During the time of crisis, people often post countless instructive and informative tweets on various social media platforms like Twitter. Recognizing informative tweets could be a difficult errand during the fiasco from such an enormous pool of tweets. As a solution to the current issue of sorting out enlightening tweets, we present a technique to perceive the distinguishing calamity related informative tweets from the Twitter streams utilizing the textual content. Our objective is to construct a model by using Natural Language Processing(NLP), Exploratory Data Analysis(EDA) and Support Vector Machine(SVM) and Visual Geometry Group (VGG as Deep CNN) to categorize the textual and pictorial content for the tweets. In this kernel we’ll explore classification of tweets as disaster or non- disaster, using TensorFlow and Keras.
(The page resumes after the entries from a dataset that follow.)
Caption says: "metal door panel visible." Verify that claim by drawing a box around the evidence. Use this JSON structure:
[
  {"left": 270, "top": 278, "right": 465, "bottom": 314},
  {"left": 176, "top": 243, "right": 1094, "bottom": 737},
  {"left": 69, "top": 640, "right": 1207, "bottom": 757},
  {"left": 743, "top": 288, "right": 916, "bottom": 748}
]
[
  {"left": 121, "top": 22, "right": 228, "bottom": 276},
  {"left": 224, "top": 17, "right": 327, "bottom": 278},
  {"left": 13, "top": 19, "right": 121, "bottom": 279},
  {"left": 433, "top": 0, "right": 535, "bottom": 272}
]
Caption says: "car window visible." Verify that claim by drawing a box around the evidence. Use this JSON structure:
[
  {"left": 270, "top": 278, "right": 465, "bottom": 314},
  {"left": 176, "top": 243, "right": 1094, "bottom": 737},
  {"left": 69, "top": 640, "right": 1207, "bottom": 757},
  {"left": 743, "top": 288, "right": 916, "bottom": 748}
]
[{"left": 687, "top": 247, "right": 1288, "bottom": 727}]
The output of the text-based model is consolidated using the late fusion technique to predict the tweet label.
Introduction
I. INTRODUCTION
A natural disaster makes critical environmental dislocations taking broad endeavours from society to survive and manage with them. In similar cases of disasters, a substantial quantum of data is posted on social media platforms like Twitter. thus, the demand of the case is to apply certain tools which will help in analysing this huge quantum of tweets and can classify them among the instructional and non-informative orders for the rapid-fire early damage assessment during disasters.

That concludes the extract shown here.